Halloween scares should be in the form of little witches, ghosts and goblins coming to our doors in search of their favorite sweet treat. The real scare, however, occurs when trick-or-treaters are hit by cars. Statistics show an increase in pedestrian accidents on Halloween, especially involving those aged 21 years and under, and children are twice as likely to be hit by a car on Halloween than on any other day of the year.

Halloween is the one night of the year where sidewalks and streets are full of children and adults competing with cars and other vehicles for space in and about the roadway. Here are some simple things you can do to increase the statistics in your favor and to help ensure a happy and safe Halloween experience.

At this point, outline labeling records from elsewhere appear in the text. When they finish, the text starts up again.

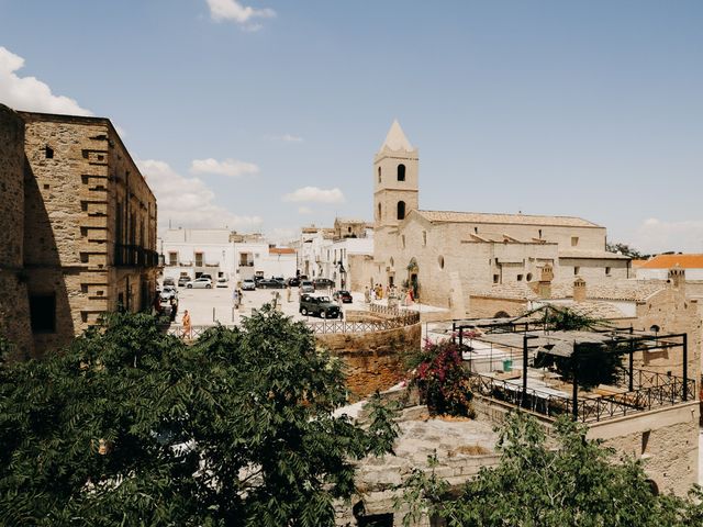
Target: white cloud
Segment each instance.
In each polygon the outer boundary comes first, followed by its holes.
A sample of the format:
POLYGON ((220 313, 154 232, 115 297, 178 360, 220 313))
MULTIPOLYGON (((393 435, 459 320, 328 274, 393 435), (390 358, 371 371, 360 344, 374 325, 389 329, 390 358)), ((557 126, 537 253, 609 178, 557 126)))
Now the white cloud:
POLYGON ((303 187, 290 194, 283 195, 283 201, 311 202, 311 203, 344 203, 344 194, 339 189, 320 189, 317 187, 303 187))
POLYGON ((276 227, 270 229, 266 237, 276 244, 286 245, 298 238, 300 231, 290 227, 276 227))
POLYGON ((169 221, 174 227, 228 227, 232 229, 259 229, 259 216, 241 216, 214 203, 215 193, 199 178, 186 178, 165 161, 144 159, 137 161, 158 206, 159 229, 169 221))
POLYGON ((0 102, 15 110, 27 112, 92 115, 74 99, 55 96, 45 82, 36 77, 20 77, 24 58, 0 46, 0 102))
POLYGON ((637 229, 633 246, 643 253, 703 253, 703 221, 667 222, 650 217, 637 229))
POLYGON ((193 173, 219 173, 231 178, 238 178, 246 173, 259 173, 260 169, 253 162, 239 161, 237 159, 224 159, 217 161, 212 157, 208 159, 193 159, 190 165, 193 173))
POLYGON ((291 135, 291 134, 272 135, 271 139, 282 141, 283 143, 302 143, 303 141, 305 141, 299 135, 291 135))
POLYGON ((247 31, 261 29, 260 24, 255 24, 252 19, 269 19, 276 16, 272 9, 255 9, 250 5, 243 5, 237 0, 208 0, 210 18, 215 22, 234 22, 247 31))

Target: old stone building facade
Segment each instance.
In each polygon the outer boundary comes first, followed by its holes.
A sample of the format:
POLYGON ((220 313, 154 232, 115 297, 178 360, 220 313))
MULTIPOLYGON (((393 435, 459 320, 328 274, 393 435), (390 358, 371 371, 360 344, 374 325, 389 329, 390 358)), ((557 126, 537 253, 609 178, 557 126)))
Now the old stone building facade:
POLYGON ((366 283, 412 288, 423 303, 470 313, 469 296, 492 284, 627 278, 629 258, 605 250, 606 231, 571 216, 424 211, 417 148, 394 122, 373 159, 375 251, 366 283))
POLYGON ((60 347, 156 289, 156 199, 112 123, 0 105, 0 330, 19 358, 60 347), (7 225, 4 224, 7 223, 7 225), (5 228, 7 227, 7 228, 5 228))

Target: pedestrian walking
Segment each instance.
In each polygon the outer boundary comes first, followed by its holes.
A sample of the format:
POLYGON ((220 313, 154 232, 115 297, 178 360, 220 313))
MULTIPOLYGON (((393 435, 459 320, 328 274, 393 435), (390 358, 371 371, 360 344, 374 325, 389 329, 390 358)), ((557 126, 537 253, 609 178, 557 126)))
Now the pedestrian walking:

  • Parents should accompany children under the age of 12 who may not appreciate roadway dangers, and who may not take the necessary safety precautions due to their excitement in the moment.
  • If you are not trick-or-treating with your older children, make sure they are travelling in a group, on a designated route, and regularly keep in touch via cell phone.
  • Increase your visibility by carrying a flashlight or glow sticks.
  • Reflective tape on costumes also helps drivers see you and your young ghosts and goblins.
  • Talk to your children about Halloween safety, and mirror that behavior by following the rules of the road and crossing streets at designated crosswalks and lighted intersections.
  • Always walk on sidewalks. If there is no sidewalk, walk facing traffic as far to the left as possible.

Masks can also pose a safety hazard. Masks may prevent children from seeing a car before it’s too late. A good rule of thumb is to remove the mask or push it up on your head when walking between houses, then pull the mask down once you arrive at your next candy stop.

And when driving on Halloween, be sure to keep a lookout for children and adults, drive more slowly and with extra caution especially in and around neighborhoods where children are likely to be trick-or-treating.

The Becker Law Office wishes everyone a safe and Happy Halloween!